Sunday, April 7, 2024

The true climate impact of aviation

From Carbon Brief

 

Data for 2018 shows the global population flying more frequently – and over longer distances than ever before – with nearly 38m scheduled flights, carrying 4.3bn passengers over a total of 54bn km. Aviation has been growing at around 5% per year before 2020.

But what is the climate cost of all these flights? The oft-quoted figure is that aviation accounts for around 2% of global CO2 emissions. Yet, the impact of aviation on the climate goes beyond just CO2 and its emissions have complicated interactions in the atmosphere that can reinforce the warming impact.

Aviation’s climate impacts have been studied for many years, including a special report by the Intergovernmental Panel on Climate Change (IPCC) in 1999, but rarely are all the results pulled together to produce such a comprehensive analysis and assessment based on the best available science.

Published in the journal Atmospheric Environment, we – along with 19 other scientists around the world – recently produced an updated analysis of the present-day climate impacts of aviation.

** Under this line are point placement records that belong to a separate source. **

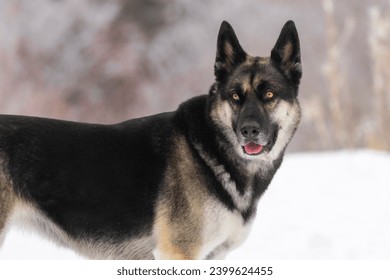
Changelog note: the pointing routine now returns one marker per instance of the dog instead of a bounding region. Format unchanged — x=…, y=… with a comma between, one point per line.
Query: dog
x=176, y=185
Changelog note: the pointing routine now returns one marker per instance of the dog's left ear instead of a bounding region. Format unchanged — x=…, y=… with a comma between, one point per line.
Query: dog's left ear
x=287, y=54
x=229, y=52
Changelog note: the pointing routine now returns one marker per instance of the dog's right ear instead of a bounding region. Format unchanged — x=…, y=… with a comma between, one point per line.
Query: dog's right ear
x=286, y=52
x=229, y=52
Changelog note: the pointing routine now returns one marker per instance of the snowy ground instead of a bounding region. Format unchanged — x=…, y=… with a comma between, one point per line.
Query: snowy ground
x=319, y=206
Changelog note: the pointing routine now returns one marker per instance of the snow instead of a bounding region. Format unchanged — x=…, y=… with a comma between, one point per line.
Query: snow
x=332, y=205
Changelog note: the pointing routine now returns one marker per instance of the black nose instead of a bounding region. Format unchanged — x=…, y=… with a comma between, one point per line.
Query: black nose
x=250, y=129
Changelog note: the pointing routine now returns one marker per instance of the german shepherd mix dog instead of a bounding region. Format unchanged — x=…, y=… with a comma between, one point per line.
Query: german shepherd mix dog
x=177, y=185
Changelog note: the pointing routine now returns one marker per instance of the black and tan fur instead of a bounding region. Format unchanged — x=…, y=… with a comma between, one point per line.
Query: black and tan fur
x=178, y=185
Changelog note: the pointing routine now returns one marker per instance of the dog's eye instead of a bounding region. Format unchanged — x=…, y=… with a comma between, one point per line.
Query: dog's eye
x=269, y=95
x=235, y=97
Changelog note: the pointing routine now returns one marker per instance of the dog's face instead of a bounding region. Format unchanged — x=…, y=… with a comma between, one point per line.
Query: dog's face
x=254, y=98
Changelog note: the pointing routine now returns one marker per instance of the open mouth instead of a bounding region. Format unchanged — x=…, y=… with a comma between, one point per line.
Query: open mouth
x=252, y=149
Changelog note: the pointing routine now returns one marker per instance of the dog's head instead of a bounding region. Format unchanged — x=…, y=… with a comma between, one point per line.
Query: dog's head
x=253, y=99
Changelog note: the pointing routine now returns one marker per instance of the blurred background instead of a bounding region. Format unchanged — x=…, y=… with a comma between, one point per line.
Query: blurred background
x=107, y=61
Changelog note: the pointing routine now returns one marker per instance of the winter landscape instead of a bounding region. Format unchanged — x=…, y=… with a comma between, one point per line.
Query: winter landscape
x=332, y=205
x=108, y=61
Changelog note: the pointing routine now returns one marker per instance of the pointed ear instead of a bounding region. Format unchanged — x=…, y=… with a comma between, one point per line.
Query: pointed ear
x=287, y=54
x=229, y=52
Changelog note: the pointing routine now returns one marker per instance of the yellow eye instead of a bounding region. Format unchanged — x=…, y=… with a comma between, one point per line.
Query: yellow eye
x=235, y=96
x=269, y=95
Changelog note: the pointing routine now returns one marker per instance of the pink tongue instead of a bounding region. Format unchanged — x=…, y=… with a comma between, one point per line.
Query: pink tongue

We find that, when all its impacts are taken into account, aviation represents around 3.5% of the warming impact caused by humans in the present day.

Below, we unpack this headline result of the study and describe a little of the context.

[Read more here]





For simplicity, I will assume in future that the GHG emissions from aviation are ~4% of the total.  Of course, as emissions from other sources fall, the percentage will increase.